For example, the primary energy may be electricity. The primary energy may include electricity stored in the primary storage means 139 such as a battery. Alternatively, the primary energy may include electricity generated by the power generation unit 130 .

Water electrolysis may be electrolysis of water. Electrolysis is a process of decomposing substances through an electrochemical redox reaction by applying electrical energy. The electrode where the oxidation reaction takes place is called an oxidation electrode (anode), and the electrode where the reduction reaction takes place is called a reduction electrode (cathode). In electrolysis reactions, oxidation and reduction reactions always occur simultaneously. In the case of water electrolysis, which electrolyzes water, hydrogen and oxygen may be generated at each electrode. In summary, water electrolysis may refer to a chemical reaction that uses electrical energy to separate water into oxygen and hydrogen. Hydrogen gas produced through water electrolysis may be used as a fuel for fuel cells and the like. Oxygen gas may be released into the water to increase the amount of dissolved oxygen in the water supporting the body 110 .
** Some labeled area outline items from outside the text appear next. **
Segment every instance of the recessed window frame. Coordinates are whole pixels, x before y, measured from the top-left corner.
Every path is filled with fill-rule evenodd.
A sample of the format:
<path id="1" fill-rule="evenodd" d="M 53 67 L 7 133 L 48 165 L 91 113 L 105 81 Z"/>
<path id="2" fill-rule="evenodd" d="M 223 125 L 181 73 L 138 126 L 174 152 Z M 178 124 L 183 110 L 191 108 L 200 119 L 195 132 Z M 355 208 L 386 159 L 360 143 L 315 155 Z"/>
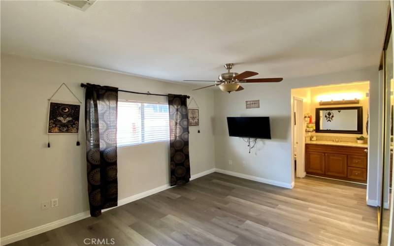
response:
<path id="1" fill-rule="evenodd" d="M 169 142 L 169 107 L 168 106 L 168 103 L 167 102 L 152 102 L 152 101 L 139 101 L 136 100 L 125 100 L 125 99 L 119 99 L 118 100 L 118 108 L 119 107 L 119 103 L 139 103 L 140 104 L 140 125 L 139 127 L 139 130 L 141 131 L 140 134 L 140 141 L 138 142 L 135 142 L 133 143 L 123 143 L 123 144 L 119 144 L 119 142 L 118 141 L 118 132 L 117 132 L 117 148 L 125 148 L 128 147 L 130 146 L 138 146 L 138 145 L 143 145 L 146 144 L 154 144 L 156 143 L 161 143 L 164 142 Z M 154 141 L 147 141 L 145 142 L 145 137 L 146 134 L 145 134 L 145 108 L 146 107 L 146 104 L 156 104 L 158 105 L 162 105 L 162 106 L 165 106 L 167 107 L 166 112 L 164 112 L 164 113 L 165 113 L 167 115 L 167 118 L 166 118 L 167 124 L 165 126 L 165 127 L 167 127 L 168 135 L 167 137 L 165 139 L 162 139 L 160 140 L 154 140 Z M 118 121 L 119 121 L 119 115 L 118 116 Z M 117 123 L 117 124 L 118 123 Z"/>

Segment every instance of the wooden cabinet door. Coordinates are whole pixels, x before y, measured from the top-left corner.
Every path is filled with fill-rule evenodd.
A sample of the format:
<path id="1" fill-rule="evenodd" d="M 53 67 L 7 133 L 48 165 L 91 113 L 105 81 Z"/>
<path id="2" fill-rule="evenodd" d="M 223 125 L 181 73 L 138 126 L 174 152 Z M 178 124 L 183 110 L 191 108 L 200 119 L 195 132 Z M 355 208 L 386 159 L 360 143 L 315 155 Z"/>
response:
<path id="1" fill-rule="evenodd" d="M 326 175 L 346 177 L 347 173 L 347 156 L 346 154 L 326 154 Z"/>
<path id="2" fill-rule="evenodd" d="M 307 152 L 306 155 L 305 171 L 324 174 L 324 154 Z"/>

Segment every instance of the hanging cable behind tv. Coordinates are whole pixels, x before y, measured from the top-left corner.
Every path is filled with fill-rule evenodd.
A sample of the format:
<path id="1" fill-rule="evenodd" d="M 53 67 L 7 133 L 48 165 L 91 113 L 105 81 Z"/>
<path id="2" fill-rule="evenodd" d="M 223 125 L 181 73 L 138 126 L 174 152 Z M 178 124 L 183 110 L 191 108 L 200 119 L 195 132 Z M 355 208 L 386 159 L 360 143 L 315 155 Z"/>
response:
<path id="1" fill-rule="evenodd" d="M 247 138 L 247 140 L 245 140 L 244 138 L 242 138 L 242 140 L 245 143 L 248 143 L 248 147 L 249 147 L 249 154 L 250 154 L 250 151 L 252 149 L 255 148 L 255 146 L 256 146 L 256 143 L 257 143 L 257 138 L 252 138 L 252 140 L 251 141 L 250 141 L 250 138 Z M 251 143 L 253 144 L 253 146 L 251 145 L 251 144 L 250 144 Z"/>

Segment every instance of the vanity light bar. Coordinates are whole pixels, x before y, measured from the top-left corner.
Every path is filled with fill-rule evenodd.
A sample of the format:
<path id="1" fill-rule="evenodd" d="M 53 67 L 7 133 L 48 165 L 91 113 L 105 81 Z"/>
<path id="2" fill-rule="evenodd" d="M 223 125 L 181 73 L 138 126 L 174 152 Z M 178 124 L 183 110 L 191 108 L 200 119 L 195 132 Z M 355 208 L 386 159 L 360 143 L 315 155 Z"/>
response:
<path id="1" fill-rule="evenodd" d="M 360 100 L 359 99 L 355 98 L 354 100 L 345 100 L 342 99 L 339 101 L 320 101 L 319 102 L 319 105 L 320 106 L 323 105 L 334 105 L 339 104 L 358 104 L 360 103 Z"/>

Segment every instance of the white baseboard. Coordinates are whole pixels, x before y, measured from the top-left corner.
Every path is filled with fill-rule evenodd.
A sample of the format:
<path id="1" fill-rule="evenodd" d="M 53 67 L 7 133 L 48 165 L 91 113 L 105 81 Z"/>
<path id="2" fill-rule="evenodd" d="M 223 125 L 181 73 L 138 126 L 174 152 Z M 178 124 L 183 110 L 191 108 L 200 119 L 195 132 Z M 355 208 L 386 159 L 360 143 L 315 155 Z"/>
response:
<path id="1" fill-rule="evenodd" d="M 372 206 L 372 207 L 377 207 L 378 201 L 376 200 L 367 199 L 366 205 Z"/>
<path id="2" fill-rule="evenodd" d="M 216 170 L 216 168 L 212 168 L 212 169 L 207 170 L 206 171 L 204 171 L 203 172 L 201 172 L 200 173 L 198 173 L 196 174 L 194 174 L 192 175 L 192 177 L 190 178 L 190 180 L 193 180 L 196 179 L 198 179 L 202 176 L 205 176 L 205 175 L 208 175 L 209 174 L 214 173 Z"/>
<path id="3" fill-rule="evenodd" d="M 231 171 L 228 171 L 227 170 L 215 168 L 215 172 L 217 172 L 218 173 L 223 173 L 224 174 L 227 174 L 228 175 L 231 175 L 231 176 L 235 176 L 235 177 L 237 177 L 238 178 L 242 178 L 243 179 L 246 179 L 247 180 L 253 180 L 254 181 L 257 181 L 258 182 L 260 182 L 264 184 L 272 184 L 273 185 L 278 186 L 280 187 L 284 187 L 285 188 L 288 188 L 289 189 L 291 189 L 294 186 L 294 183 L 290 184 L 290 183 L 286 183 L 285 182 L 281 182 L 280 181 L 276 181 L 275 180 L 269 180 L 268 179 L 264 179 L 263 178 L 259 178 L 258 177 L 255 177 L 255 176 L 252 176 L 251 175 L 248 175 L 247 174 L 244 174 L 243 173 L 236 173 L 235 172 L 232 172 Z"/>
<path id="4" fill-rule="evenodd" d="M 215 171 L 215 169 L 212 168 L 212 169 L 194 174 L 192 175 L 190 180 L 193 180 L 203 176 L 207 175 L 214 172 Z M 127 204 L 151 195 L 156 194 L 160 192 L 160 191 L 163 191 L 163 190 L 171 188 L 171 187 L 174 186 L 170 186 L 169 184 L 164 184 L 164 185 L 147 190 L 146 191 L 144 191 L 139 194 L 137 194 L 129 197 L 126 197 L 126 198 L 124 198 L 118 201 L 118 206 L 124 205 L 125 204 Z M 115 208 L 116 208 L 116 207 L 109 209 L 104 209 L 102 210 L 102 212 L 104 212 Z M 40 225 L 39 226 L 37 226 L 36 227 L 34 227 L 33 228 L 29 229 L 20 232 L 18 232 L 17 233 L 11 234 L 8 236 L 6 236 L 0 239 L 0 245 L 2 246 L 5 245 L 16 241 L 19 241 L 19 240 L 22 240 L 22 239 L 25 239 L 25 238 L 28 238 L 30 237 L 33 237 L 33 236 L 39 234 L 40 233 L 42 233 L 48 231 L 50 231 L 51 230 L 53 230 L 54 229 L 56 229 L 57 228 L 63 226 L 64 225 L 77 221 L 81 219 L 83 219 L 90 216 L 90 213 L 89 211 L 85 211 L 84 212 L 80 213 L 77 215 L 74 215 L 66 218 L 62 218 L 58 220 L 45 224 L 44 225 Z"/>
<path id="5" fill-rule="evenodd" d="M 366 205 L 372 206 L 373 207 L 378 207 L 379 206 L 379 203 L 376 200 L 366 200 Z M 386 209 L 390 209 L 390 205 L 389 204 L 388 202 L 386 202 L 384 203 L 383 205 L 383 207 Z"/>
<path id="6" fill-rule="evenodd" d="M 1 242 L 0 243 L 1 245 L 11 244 L 14 242 L 30 238 L 30 237 L 33 237 L 33 236 L 35 236 L 40 233 L 50 231 L 51 230 L 70 224 L 90 216 L 90 213 L 89 211 L 80 213 L 79 214 L 67 217 L 66 218 L 59 219 L 59 220 L 51 222 L 44 225 L 40 225 L 36 227 L 26 230 L 26 231 L 3 237 L 0 239 L 0 241 Z"/>

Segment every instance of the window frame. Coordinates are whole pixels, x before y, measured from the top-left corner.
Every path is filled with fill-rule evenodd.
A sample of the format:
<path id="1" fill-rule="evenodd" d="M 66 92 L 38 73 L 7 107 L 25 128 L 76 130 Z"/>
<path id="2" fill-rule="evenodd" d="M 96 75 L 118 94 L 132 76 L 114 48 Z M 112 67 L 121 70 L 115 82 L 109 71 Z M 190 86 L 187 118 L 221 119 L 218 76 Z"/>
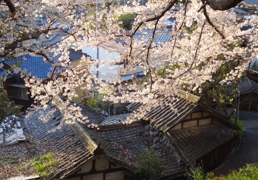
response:
<path id="1" fill-rule="evenodd" d="M 29 98 L 29 98 L 29 96 L 28 96 L 28 94 L 27 94 L 27 95 L 28 95 L 28 98 L 21 98 L 21 97 L 20 97 L 20 95 L 21 95 L 21 92 L 20 92 L 20 91 L 20 91 L 20 88 L 26 88 L 26 89 L 27 89 L 27 90 L 26 91 L 26 92 L 28 92 L 28 88 L 27 88 L 27 87 L 24 87 L 24 88 L 23 88 L 23 87 L 19 87 L 19 86 L 10 86 L 10 88 L 11 88 L 11 96 L 12 96 L 12 98 L 17 98 L 17 99 L 23 99 L 23 100 L 29 100 Z M 17 87 L 18 88 L 19 88 L 19 97 L 15 97 L 13 96 L 13 95 L 12 95 L 12 87 Z"/>

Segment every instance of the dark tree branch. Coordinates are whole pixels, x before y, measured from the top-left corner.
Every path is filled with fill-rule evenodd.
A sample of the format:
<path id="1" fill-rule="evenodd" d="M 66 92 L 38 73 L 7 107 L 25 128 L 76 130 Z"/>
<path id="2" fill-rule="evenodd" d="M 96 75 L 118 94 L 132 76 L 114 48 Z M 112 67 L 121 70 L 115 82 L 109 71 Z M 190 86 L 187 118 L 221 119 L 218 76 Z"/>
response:
<path id="1" fill-rule="evenodd" d="M 203 4 L 204 5 L 205 4 L 205 2 L 204 0 L 202 0 L 202 1 Z M 204 16 L 205 16 L 205 17 L 206 18 L 206 19 L 207 20 L 207 21 L 209 23 L 209 24 L 210 25 L 214 28 L 214 29 L 215 29 L 215 30 L 217 31 L 218 33 L 219 33 L 219 34 L 222 37 L 223 39 L 224 39 L 225 38 L 225 37 L 223 35 L 223 34 L 220 32 L 219 30 L 218 29 L 217 27 L 214 26 L 214 25 L 213 24 L 212 22 L 211 21 L 211 20 L 210 19 L 210 18 L 208 15 L 208 14 L 207 14 L 207 11 L 206 11 L 206 7 L 205 6 L 204 6 L 203 7 L 203 14 L 204 14 Z"/>
<path id="2" fill-rule="evenodd" d="M 10 10 L 10 12 L 12 13 L 14 13 L 15 12 L 16 10 L 14 5 L 11 0 L 3 0 L 4 2 L 6 4 L 6 5 L 8 6 L 9 9 Z"/>
<path id="3" fill-rule="evenodd" d="M 35 33 L 29 33 L 27 34 L 19 36 L 17 37 L 16 40 L 14 41 L 8 46 L 4 47 L 4 52 L 0 54 L 0 57 L 4 57 L 9 55 L 9 52 L 12 52 L 14 54 L 15 54 L 15 49 L 18 47 L 18 44 L 19 43 L 30 39 L 37 39 L 42 34 L 47 34 L 50 31 L 54 30 L 57 28 L 57 27 L 50 28 L 50 27 L 49 27 L 46 29 L 38 31 Z"/>
<path id="4" fill-rule="evenodd" d="M 194 55 L 194 59 L 193 60 L 193 62 L 192 63 L 192 64 L 191 64 L 190 67 L 188 69 L 184 72 L 182 74 L 180 74 L 180 75 L 179 75 L 177 77 L 176 77 L 175 78 L 175 79 L 174 79 L 174 80 L 175 80 L 176 79 L 179 77 L 182 76 L 184 74 L 189 71 L 189 70 L 190 70 L 192 68 L 192 67 L 193 67 L 193 65 L 194 65 L 194 59 L 195 59 L 195 58 L 196 58 L 196 56 L 197 55 L 197 51 L 198 50 L 198 46 L 200 44 L 200 42 L 201 41 L 201 38 L 202 37 L 202 30 L 203 29 L 203 27 L 205 25 L 205 22 L 203 23 L 203 24 L 202 26 L 202 29 L 201 30 L 201 33 L 200 34 L 200 36 L 199 37 L 199 39 L 198 40 L 198 43 L 197 44 L 197 45 L 196 45 L 196 46 L 197 46 L 196 47 L 196 50 L 195 50 L 195 53 Z"/>

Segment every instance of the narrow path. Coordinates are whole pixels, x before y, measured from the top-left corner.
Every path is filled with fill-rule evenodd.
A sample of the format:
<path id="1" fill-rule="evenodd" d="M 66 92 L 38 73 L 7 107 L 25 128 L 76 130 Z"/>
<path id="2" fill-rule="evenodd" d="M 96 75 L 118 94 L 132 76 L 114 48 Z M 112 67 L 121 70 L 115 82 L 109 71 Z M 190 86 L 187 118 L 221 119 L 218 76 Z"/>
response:
<path id="1" fill-rule="evenodd" d="M 246 164 L 258 164 L 258 119 L 242 121 L 244 130 L 242 142 L 234 156 L 214 171 L 215 176 L 226 175 L 230 170 L 237 170 Z"/>

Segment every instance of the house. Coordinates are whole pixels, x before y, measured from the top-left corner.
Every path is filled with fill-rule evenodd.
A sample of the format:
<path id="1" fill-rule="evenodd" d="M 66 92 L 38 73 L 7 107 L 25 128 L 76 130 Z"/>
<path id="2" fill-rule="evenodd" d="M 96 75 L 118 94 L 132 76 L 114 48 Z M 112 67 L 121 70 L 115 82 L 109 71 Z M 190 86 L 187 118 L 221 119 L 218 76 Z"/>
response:
<path id="1" fill-rule="evenodd" d="M 256 118 L 258 116 L 258 83 L 247 77 L 238 85 L 239 118 Z M 230 87 L 229 90 L 231 93 L 233 89 Z"/>
<path id="2" fill-rule="evenodd" d="M 225 16 L 230 20 L 235 21 L 237 23 L 240 23 L 245 20 L 244 16 L 249 14 L 248 12 L 243 10 L 234 8 L 230 10 L 229 13 L 225 14 Z"/>
<path id="3" fill-rule="evenodd" d="M 69 51 L 70 64 L 74 67 L 81 64 L 80 60 L 82 56 L 90 58 L 87 54 L 81 52 L 71 50 Z M 59 55 L 54 56 L 54 52 L 49 53 L 49 55 L 52 58 L 53 61 L 58 59 L 61 56 L 61 55 Z M 50 62 L 45 62 L 42 56 L 32 56 L 29 53 L 21 55 L 16 59 L 8 60 L 4 59 L 2 60 L 1 62 L 4 64 L 4 66 L 1 70 L 7 72 L 6 70 L 10 69 L 11 66 L 15 63 L 16 61 L 20 64 L 20 68 L 21 69 L 26 69 L 28 70 L 27 72 L 31 73 L 32 76 L 37 76 L 47 80 L 48 74 L 52 72 L 50 69 L 52 67 L 51 63 Z M 34 98 L 31 97 L 30 94 L 26 94 L 27 92 L 29 92 L 29 88 L 25 86 L 24 80 L 21 78 L 20 74 L 9 73 L 6 80 L 5 81 L 2 81 L 2 86 L 7 92 L 8 95 L 11 97 L 12 100 L 14 101 L 15 104 L 21 105 L 22 110 L 26 110 L 32 104 L 36 105 L 40 104 L 40 102 L 37 102 L 36 103 L 34 102 Z M 79 97 L 82 97 L 88 94 L 87 90 L 80 88 L 81 87 L 86 86 L 86 82 L 85 82 L 76 88 L 75 91 Z"/>
<path id="4" fill-rule="evenodd" d="M 132 170 L 137 162 L 136 156 L 151 147 L 167 167 L 162 179 L 185 179 L 195 162 L 202 162 L 209 171 L 222 162 L 232 150 L 238 128 L 202 104 L 200 97 L 177 92 L 160 95 L 163 105 L 128 124 L 129 117 L 146 105 L 132 103 L 128 107 L 130 113 L 104 118 L 77 104 L 89 122 L 64 123 L 61 129 L 49 133 L 60 125 L 64 116 L 50 102 L 43 115 L 55 112 L 47 123 L 43 124 L 38 118 L 41 114 L 36 111 L 27 119 L 22 118 L 22 126 L 26 134 L 62 153 L 65 159 L 76 154 L 60 165 L 51 179 L 136 179 Z"/>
The body portion 110 may be provided with an inlet pipe 119 through which external water is introduced. In the production unit 150 , the water storage tank 159 in which water is accommodated, the first electrode 151 installed in the water storage tank 159 in which water is accommodated, and hydrogen generated from the first electrode 151 are guided to the storage unit 170 . A first pipe part 153 that is installed in the water storage tank 159, a second electrode 152 installed in the water storage tank 159, and a second pipe part 154 for guiding oxygen generated from the second electrode 152 side to the discharge part 120 are provided. can be

The first electrode 151 may correspond to a reduction electrode in which hydrogen ions are reduced during electrolysis of water to generate hydrogen gas. The second electrode 152 may correspond to an oxidizing electrode in which water is oxidized to oxygen gas during electrolysis of water.

The power generation unit 130 is supported by the body unit 110 , and may produce primary energy in a state disposed on the water surface (on water, 90 ) by the body unit 110 . The power generation unit 130 may generate primary energy by recycling fossil fuels or converting renewable energy. For example, the power generation unit 130 is a wind generator that produces electricity using wind power corresponding to renewable energy, a tidal generator that produces electricity using tidal energy, and a solar generator that produces electricity using solar energy. panels and the like.

The power generation unit 130 supported by the body unit 110 floating on water may include a solar cell, for example, a solar panel.

A device that converts the energy of photons generated from the sun into electrical energy through the photoelectric effect is called a solar cell. An assembly in which a plurality of solar cells are connected in series or parallel to a single circuit is called a solar module.

A core material of a solar cell is a light absorbing layer that exhibits a photoelectric effect. Silicon is the most widely used material, and in addition, copper indium gallium selenide (CIGS), cadmium telluride (CdTe), group III-V element composite material, photoactive organic material, perovskite, and the like may be used.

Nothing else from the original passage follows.